Le narrateur et la narration
Sommaire
Qu’est-ce qu’un narrateur ?
Le narrateur est celui qui raconte l’histoire. Contrairement à l’auteur qui est la personne qui a vraiment écrit le texte, le narrateur est la personne réelle ou fictive qui raconte l’histoire de ses personnages.
Quand l’auteur raconte ce qui lui est réellement arrivé, il s’agit d’une œuvre autobiographique dans laquelle auteur et narrateur ne font qu’une seule personne.
Citons par exemple l’autobiographie Le Feu d’Henri Barbusse qui raconte le récit de ses années passées à la guerre, dans les tranchées. Dans l’extrait ci-dessous, il décrit un assaut où il franchit un barrage de feu, une étape particulièrement difficile.
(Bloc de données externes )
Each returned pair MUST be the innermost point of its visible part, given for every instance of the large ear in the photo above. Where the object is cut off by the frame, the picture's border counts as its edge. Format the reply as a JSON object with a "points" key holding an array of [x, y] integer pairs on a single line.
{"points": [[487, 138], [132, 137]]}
On voit, on sent passer près de sa tête des éclats avec leur cri de fer rouge dans l’eau. À un coup, je lâche mon fusil, tellement le souffle d’une explosion m’a brûlé les mains. Je le ramasse en chancelant et repars tête baissée dans la tempête à lueurs fauves, dans la pluie écrasante des laves, cinglé par des jets de poussier et de suie.
Henri Barbusse, Le Feu
L'auteur parle ici de son vécu, à travers le narrateur qui s’exprime à la première personne.
Le rôle du narrateur est de retranscrire les événements du récit de façon organisée au lecteur. Selon le type de narrateur choisi par l’auteur, le lecteur découvre l’histoire de manière différente, à travers les indices laissés par celui qui raconte, au fur et à mesure du récit.
Quels sont les différents types de narrateurs ?
Il existe deux types de narrateurs : le narrateur externe et le narrateur interne.
Le narrateur externe
- Le narrateur externe n’est pas un personnage présent dans l’histoire. Il s’identifie grâce à l’utilisation de pronoms personnels de la troisième personne : il, elle, ils, elles.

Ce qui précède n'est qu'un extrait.